Batılılar için Türkleri anlama rehberi
Aslında sadece Türkleri değil, “Bu topraklarda yaşayan herkesi anlama rehberi” olmalıydı. Çünkü o kadar çok birbirimize benzeriz ki. Herşeyden önce alınganızdır. Havadan nem kaparız. Sizin kişisel...
Aslında sadece Türkleri değil, “Bu topraklarda yaşayan herkesi anlama rehberi” olmalıydı. Çünkü o kadar çok birbirimize benzeriz ki.
Herşeyden önce alınganızdır. Havadan nem kaparız. Sizin kişisel olmadığını düşündüğünüz bir çok şeyi biz fena halde kendimize yönelik olarak algılarız. Siz başka birşey demek istemişsinizdir. Ama bizin algımız 7 göbek önceden işlemeye başlar. Hemen kimsenin hatırlamadığı kişi ve olaylarla bağlantı kurar, bugüne ait bir sonuç çıkartmaya uğraşırız. Genellikle de olumsuz referanslarla yola çıktığımız için maalesef olumsuz sonuçlara varırız.

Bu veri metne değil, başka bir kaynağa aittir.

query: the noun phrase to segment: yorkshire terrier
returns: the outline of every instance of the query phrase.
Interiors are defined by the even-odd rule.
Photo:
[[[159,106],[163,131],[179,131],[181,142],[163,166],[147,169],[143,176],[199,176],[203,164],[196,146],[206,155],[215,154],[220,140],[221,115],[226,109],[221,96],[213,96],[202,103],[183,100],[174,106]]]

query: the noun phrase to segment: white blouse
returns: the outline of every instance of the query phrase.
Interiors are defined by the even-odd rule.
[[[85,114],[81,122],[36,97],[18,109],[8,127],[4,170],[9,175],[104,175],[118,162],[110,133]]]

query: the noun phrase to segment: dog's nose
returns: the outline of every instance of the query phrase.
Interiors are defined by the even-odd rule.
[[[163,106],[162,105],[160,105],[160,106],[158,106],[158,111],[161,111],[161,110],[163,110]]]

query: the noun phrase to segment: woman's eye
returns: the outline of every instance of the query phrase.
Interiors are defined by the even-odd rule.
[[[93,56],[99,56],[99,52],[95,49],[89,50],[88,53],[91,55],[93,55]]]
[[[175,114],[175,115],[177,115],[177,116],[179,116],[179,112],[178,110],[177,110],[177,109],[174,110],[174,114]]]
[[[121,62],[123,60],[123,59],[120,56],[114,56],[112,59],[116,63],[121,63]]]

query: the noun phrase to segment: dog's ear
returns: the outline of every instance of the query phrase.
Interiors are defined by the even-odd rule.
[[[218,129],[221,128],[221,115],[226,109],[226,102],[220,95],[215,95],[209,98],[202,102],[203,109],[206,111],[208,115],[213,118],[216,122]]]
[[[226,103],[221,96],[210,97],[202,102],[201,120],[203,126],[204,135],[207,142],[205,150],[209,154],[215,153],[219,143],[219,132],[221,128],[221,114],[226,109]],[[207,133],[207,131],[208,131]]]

Dostluklar konusunda ölümüne bağlıyızdır. O yüzden herkesi kendimiz gibi zannederiz. Sizin “Ulusal çıkarların değişmesi” dediğiniz şeye biz “İhanet” deriz. Zor topraklarda, zor iklimlerde yaşadığımız için bu bağlar bizim açımızdan çok önemlidir. Dostluk, arkadaşlık, akrabalık, komşuluk, dil, din. Hepsi çok ama çok önemlidir. Mikro ölçekte, aynı mahallede oturmak, hatta aynı takımı tutmak bile bizim bağ kurmamız için yeterlidir. En zayıf düzeyde illiyet kurduğumuz kişilerden, en üst düzeydekiler gibi bağlılık bekleriz. İlliyet için seviye önemli değildir bizlere. O yüzden terör saldırısında şehit olan bir kişi takımının bayrağı ile gömülebilir. Yadırgamayız.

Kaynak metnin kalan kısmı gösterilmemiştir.